Typically, LiPo batteries are more expensive than any other type, and require a more expensive and singularly useful charger than any other type. At least with NiMH batteries, you can use them in your television remote and wireless mouse. All he is saying is that he doesn't see the need for his purposes. For new people buying one type of battery to use in all of their blasters? Sure, LiPos make sense. If you already have Li-Ion batteries, like Trustfires, then use them. The information I found within the independent reviews of Trustfires on DX indicated that the over current protection would allow 4A draw through full discharge. That's probably fine.
You'll notice that I gave both.
I assume you mean voltages while measuring these currents. The stock Barricade measures 4.65v at the batteries with the switch off, drops to 4.0v and climbs back up to about 4.4v at full speed. The modded unit shows 4.75v with the switch off (I don't know about the discrepancy, that's weird), drops to 3.05v while accelerating, and comes back up to 4.25 while running full speed.
I suppose it is possible, but not in the milliseconds that it takes for my DMM to read. Also, is this the chart you are referring to?
Yes, that's one chart I saw. It shows 4.93A for 5V there, but on another site, it said it was 4.5V. Motor specs are pretty hard to find on the internet haha.
Stall current happens pretty quick, I think. I know you measured peak current draw, but I don't know if a multimeter can display it quickly enough without averaging out the samples.
I just work out the rough math for stall current based on current charts and increasing voltage (typical Tamiya specs are at 2.4V).
The voltmeter I put into my gun is pretty crude, but with a battery measured at 4.2V out of circuit, it shows a I think 3.6V when rapid firing, and just 3.9V when just running or after one or two shots. If I press the acceleration button with no clip, it reads 4.1V still.
Just to give you my experience with the LiPo.
Those sound like Ponies. Also, ridiculous requirements.
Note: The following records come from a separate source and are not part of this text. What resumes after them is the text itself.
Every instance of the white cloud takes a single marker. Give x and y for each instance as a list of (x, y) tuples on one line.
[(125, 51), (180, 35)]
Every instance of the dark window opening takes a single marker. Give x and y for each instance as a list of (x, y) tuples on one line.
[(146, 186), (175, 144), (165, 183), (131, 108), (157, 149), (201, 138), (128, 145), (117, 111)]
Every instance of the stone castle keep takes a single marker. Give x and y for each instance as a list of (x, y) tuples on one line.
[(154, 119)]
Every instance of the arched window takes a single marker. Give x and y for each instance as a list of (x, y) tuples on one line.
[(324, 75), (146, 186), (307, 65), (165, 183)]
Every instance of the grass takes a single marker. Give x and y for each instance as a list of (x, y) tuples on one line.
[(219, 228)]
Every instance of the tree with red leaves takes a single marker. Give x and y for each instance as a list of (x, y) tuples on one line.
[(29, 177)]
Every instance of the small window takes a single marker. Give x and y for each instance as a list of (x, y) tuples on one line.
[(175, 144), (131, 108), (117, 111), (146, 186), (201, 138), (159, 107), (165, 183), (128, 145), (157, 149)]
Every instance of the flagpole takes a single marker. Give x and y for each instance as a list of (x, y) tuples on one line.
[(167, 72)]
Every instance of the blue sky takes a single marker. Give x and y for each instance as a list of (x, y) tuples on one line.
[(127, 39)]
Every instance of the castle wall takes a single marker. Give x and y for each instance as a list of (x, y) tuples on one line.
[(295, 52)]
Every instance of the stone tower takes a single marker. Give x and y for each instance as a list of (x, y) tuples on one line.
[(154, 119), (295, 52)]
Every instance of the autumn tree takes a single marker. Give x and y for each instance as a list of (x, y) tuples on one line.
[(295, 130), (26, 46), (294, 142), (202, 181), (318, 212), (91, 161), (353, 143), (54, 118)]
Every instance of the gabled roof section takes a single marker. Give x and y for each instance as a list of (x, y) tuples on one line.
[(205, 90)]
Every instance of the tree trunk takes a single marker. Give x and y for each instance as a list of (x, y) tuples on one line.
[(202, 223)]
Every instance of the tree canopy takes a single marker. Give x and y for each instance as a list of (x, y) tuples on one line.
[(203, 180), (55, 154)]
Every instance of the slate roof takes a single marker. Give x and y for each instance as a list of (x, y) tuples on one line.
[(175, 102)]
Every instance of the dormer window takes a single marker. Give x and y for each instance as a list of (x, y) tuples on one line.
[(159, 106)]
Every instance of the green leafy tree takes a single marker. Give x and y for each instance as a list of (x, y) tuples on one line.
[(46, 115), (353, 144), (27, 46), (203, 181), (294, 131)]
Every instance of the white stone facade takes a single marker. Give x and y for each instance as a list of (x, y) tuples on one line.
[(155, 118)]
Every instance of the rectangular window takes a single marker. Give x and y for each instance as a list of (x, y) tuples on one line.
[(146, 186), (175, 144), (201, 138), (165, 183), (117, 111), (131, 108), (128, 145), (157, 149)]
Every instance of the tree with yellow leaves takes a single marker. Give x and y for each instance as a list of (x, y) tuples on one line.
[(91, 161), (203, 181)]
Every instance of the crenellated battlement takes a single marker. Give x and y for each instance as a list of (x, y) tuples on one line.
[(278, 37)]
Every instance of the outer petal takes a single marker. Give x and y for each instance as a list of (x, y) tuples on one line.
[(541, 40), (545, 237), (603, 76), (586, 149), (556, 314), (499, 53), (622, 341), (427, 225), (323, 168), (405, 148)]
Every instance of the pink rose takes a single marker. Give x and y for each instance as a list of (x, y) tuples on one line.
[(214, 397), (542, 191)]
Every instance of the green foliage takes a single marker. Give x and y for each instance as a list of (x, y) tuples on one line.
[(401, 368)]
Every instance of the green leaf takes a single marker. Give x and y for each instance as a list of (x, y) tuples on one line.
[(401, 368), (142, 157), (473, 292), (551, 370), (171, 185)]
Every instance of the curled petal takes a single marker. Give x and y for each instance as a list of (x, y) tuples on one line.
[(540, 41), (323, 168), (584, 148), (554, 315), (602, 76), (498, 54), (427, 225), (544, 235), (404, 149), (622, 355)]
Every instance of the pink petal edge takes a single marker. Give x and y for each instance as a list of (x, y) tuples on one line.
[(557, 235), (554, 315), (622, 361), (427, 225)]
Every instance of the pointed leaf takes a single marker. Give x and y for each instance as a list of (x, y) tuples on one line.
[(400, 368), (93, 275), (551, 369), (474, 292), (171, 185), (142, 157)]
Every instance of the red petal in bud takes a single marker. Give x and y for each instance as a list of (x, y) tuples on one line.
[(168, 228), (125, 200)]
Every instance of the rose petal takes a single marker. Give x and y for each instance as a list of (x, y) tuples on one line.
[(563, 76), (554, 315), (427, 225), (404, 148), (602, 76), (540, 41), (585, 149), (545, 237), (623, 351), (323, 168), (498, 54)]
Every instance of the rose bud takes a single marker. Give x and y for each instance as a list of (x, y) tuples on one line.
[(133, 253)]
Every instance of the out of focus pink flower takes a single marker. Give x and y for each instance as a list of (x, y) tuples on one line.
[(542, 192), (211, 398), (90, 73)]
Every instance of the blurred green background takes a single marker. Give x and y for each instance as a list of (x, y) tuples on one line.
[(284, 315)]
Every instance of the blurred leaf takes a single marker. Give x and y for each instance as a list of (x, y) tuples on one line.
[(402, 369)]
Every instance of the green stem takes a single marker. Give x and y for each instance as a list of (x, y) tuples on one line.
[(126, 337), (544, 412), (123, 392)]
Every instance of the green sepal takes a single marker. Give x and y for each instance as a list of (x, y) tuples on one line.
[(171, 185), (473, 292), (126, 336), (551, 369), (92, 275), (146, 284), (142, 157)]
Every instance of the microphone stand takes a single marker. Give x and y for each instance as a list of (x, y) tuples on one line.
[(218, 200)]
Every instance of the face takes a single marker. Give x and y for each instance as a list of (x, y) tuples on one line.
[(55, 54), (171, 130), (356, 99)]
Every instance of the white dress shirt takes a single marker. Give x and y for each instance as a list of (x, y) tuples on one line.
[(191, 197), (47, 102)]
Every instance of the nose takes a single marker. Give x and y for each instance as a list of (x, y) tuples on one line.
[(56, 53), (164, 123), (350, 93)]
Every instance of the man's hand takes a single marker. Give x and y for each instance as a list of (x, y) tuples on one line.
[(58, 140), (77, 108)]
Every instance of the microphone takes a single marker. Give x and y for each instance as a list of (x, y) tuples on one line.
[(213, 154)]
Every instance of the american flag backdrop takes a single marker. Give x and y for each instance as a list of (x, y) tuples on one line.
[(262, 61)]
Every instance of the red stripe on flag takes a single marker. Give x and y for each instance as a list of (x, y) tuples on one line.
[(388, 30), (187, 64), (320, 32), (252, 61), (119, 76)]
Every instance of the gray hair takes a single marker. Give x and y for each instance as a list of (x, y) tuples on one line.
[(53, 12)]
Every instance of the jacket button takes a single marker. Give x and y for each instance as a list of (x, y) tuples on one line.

Maybe that's a little much?
The Plasma Dashes don't sound any louder than an overvolted Rayven at 16V, I think. YMMV.
Also current requirements are pretty typical, for more powered up motors.
That said, I think the Plasma Dashes actually run too hot, temperature wise, for use in an plastic enclosure like this haha.
The Mach Dashes I got seem much more manageable, and are pretty close to the Hyper Dash 2s in terms of power requirements.
I am using standard alkaline AA batteries (Rayovac) rated at 1.5v, just do dispel whatever you are trying to cook up here.
How long do the motors take to spin up or recover on the Alkaline?
Not trying to "cook up" anything here. I want an awesome gun as much as you guys haha. I just want consistent results to decide for myself. I'm hearing different ranges with essentially the same motors in a similar setup. There shouldn't be a 40 foot difference in the two sets of results. Just saying.
NiMH is capable of a little more current then alkalines but the biggest difference is that NiMH will have a longer charge life at the high amperage draw then the alkalines will.
You got 70-80ft ptg using what? Stock motors on stock voltage? Trustfires? Something else? I only got 60ft on stock motors and AAs.
The problem with the Tamiya Dash series of motors is that they're 3v motors. Any 3v motor will require twice as much amperage to do the same work as a 6v motor. The Dash motors are built for that kind of amperage of course but as you already know you'll have to use something other then AAs or Trustfires to supply that current.
Just saw this post.
70-80 feet using Tamiyas and a LiPo, like I said in the thread I have which you posted in before haha. Sorry for assuming it would still be fresh in your memory, that was my mistake.
I don't think the Stryfe can do 60 feet at stock. I didn't test mine with the stock setup for long, but that seems to be the average range of one overvolted to 12V, based on other tests I have seen conducted.
Are you actually measuring? Or just guessing? I thought mine was hitting 90, but upon measurement, it was more like 80 at peak distance, with high 60s and 70s on average.
Also, I brought up the current thing because based on the specs, like in the chart posted by Draconis, current draw is reaching a level that could potentially burn out the stock switches, even with your voltage setup. It's just a word of warning.
Edited by azrael, 05 February 2013 - 07:56 PM.